6.「孫子」第三章・謀攻篇/1

 孫子は「戦わずして勝つ」ことの重要さを説いています。


 戦争とは言いますが、一番いいのは、やはり平和を保ったまま「戦いに勝つ」ことです。そのために外交や謀略などの存在は欠かせません。

 次に良いのは(短期決戦で)相手の軍を殲滅してしまうことです。

 これに次ぐのが、局所戦での勝利です。

 目の前の敵に勝った、というのはその次、といったように、小さな勝利を重ねても、最終的な勝利といった『目的の達成』にはあまり貢献しません。そういうのが大事なのは分かってはいるのですが、孫子の理想は「戦う前に勝つ」というのが神髓です。

 精強な兵士を揃えて連戦連勝、百戦百勝、というのは、見た目派手なので誤認されやすいですが、孫子的にはあまり重要ではない、と彼は言います。彼の理想はやはり「戦う前に勝つ」、そして「戦争の最終目的を達成する」ことなのです。


◇◇◇


 「戦争」に対する最良たるものは、相手の陰謀、侵略の意図を、意図のうちに摘まんで片付けて達成させないことです。他の国家と連合軍を組んで圧殺する、みたいなのは次善の策であると言えましょう。
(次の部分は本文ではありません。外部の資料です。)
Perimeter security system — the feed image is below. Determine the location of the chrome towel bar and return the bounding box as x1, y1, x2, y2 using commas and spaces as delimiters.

 戦端を開くのは、たとえ自国側が明らかに強いと分かっていても、やはり見劣りはします。お互いに準備が済んだ上の正面衝突など愚策と言ってもいいものです。

 そして一番「アカン」と言えてしまうものは――相手の目論見に載せられて、あるいは挑発させられてこっちから遠征してしまうこと、でしょう。


 遠征はさきに述べた通り、国力を著しく衰耗させます。

 ですから、よほどの理由がない限りは、遠征は絶対に避けましょう。


 遠征先の城を落とすのは、大変な準備が必要です。

 兵器を揃え、攻撃態勢を整えるのには、思った以上に長い時間がかかります。

 有利な陣地を築くのにも、同じくらいかかるでしょう。

 それを待たずして、じれて総攻撃をかければ、全兵士の3分の1をいたずらに死なせて、なお城は落ちず、みたいな最悪の結果になります。そうなれば最悪です。


 ですから、戦争上手と言える人は、遠征するとしても、基本的に「戦闘」は行いません。内から外から搦め手を使って、いつの間にか敵が裏切ってた、城が落ちてた、相手の国家が滅んだ――みたいな方法を模索します。

 つまり、敵味方、どちらにも損害を与えることなく、十全の状態を保ったまま「戦争」に勝つのですね。しかも長期戦ではないという。これほどの「勝利」と言えるものが他にどのようにあると言えましょう。

 しかも軍隊の精強さは保ったまま。矢一つの消耗も人ひとりの喪失もなしに、結果的に戦争に勝てるのです。

 ですから、そうした「搦め手」を行える態勢を整えるのは大事です。

 もしかすると、武器を用意し兵士を強くするよりも優先度が高いと言えるかも知れません。


 ところで、実際に戦場に出たならば、どのような行動が適していると言えるでしょうか。

 基本的に、


「10倍であれば囲め」

「5倍であれば四方八方から攻めろ」

「2倍程度の戦力なら相手をより分裂させろ」

「ほぼ同数の勢力ならば、とりあえず戦って消耗は避けろ」

「相手より少ないならひたすら逃げて攪乱させろ」

「どう考えても勝てない戦力差なら、相手に見つからないようにこそこそと隠れろ」


というのが常道です。

 戦力差が(向こうの方が)大きいのに、強気になって出て戦う、というのは、相手の大軍の「おいしい餌」になるだけです。相手を舐めて慢心、あるいは自信過剰になって戦うのは、できるだけ避けた方が無難であると言えます。